In order to obtain good pug impressions, PIPs (pug impression pads) are laid along roads, animal tracks and footpaths. To cite an example, during the year 2002, in 71 Census Units of Similipal 8946 PIPs were laid over 1773 km of tracking routes, from which 764 pugmark tracings were collected along with 316 plaster casts.

Field data for each pugmark are collected in specially devised census forms.
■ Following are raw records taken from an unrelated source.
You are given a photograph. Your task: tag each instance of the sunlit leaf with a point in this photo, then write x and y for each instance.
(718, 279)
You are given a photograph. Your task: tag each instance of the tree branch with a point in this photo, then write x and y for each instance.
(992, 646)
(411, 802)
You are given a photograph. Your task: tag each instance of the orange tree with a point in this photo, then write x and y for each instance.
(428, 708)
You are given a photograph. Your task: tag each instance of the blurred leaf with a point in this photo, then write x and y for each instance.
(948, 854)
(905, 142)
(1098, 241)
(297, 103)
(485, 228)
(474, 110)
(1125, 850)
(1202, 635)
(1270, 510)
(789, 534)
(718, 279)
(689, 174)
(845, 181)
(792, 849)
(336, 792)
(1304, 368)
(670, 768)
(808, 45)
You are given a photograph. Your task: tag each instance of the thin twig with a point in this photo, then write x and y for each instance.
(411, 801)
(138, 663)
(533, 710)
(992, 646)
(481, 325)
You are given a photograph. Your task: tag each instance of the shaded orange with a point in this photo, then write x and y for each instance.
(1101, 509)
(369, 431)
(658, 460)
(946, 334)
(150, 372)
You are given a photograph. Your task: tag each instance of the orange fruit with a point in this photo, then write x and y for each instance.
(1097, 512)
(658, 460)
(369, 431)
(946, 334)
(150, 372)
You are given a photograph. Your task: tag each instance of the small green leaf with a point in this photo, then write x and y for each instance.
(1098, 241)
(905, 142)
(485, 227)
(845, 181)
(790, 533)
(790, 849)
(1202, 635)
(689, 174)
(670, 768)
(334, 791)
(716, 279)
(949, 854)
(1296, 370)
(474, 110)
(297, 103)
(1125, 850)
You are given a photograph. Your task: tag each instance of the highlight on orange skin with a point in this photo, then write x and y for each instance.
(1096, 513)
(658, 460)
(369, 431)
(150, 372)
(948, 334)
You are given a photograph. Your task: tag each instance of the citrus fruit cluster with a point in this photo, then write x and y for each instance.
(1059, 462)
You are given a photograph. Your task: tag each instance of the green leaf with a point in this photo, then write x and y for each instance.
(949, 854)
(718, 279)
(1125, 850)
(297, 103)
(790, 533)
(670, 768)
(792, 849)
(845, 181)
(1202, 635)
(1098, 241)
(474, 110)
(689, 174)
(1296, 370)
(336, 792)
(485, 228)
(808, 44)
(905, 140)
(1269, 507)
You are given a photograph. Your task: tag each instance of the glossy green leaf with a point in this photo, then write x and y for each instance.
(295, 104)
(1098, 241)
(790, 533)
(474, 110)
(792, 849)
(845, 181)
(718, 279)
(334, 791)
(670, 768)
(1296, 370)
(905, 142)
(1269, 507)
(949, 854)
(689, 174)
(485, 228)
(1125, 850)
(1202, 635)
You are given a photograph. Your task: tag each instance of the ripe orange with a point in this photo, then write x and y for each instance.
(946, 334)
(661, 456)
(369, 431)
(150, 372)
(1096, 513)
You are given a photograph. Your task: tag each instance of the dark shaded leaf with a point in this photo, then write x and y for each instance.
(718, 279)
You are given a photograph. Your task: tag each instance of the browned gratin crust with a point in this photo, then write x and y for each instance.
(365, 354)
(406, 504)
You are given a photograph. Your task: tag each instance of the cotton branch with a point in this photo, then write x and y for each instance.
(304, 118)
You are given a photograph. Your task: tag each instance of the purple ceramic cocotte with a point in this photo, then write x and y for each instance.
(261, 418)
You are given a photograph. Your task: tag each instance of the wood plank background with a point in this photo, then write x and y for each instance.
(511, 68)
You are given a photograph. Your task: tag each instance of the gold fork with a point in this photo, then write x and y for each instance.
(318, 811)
The plaster casts and tracings along with field information are together analysed with map of the area to remove repetitions and overlaps in pug-evidences collected for the same tiger. 

The final result indicates the (a) total numbers of male, female and cub of tiger and leopard, (b) their pugmark dimensions with stride where available, (c) the names of locations where the pugmarks of each tiger have been traced to show the gross movement areas (d) interrelationship among different tigers by linking each male to female and the latter to cubs tracked in the movement area, and finally (e) spatial distribution map.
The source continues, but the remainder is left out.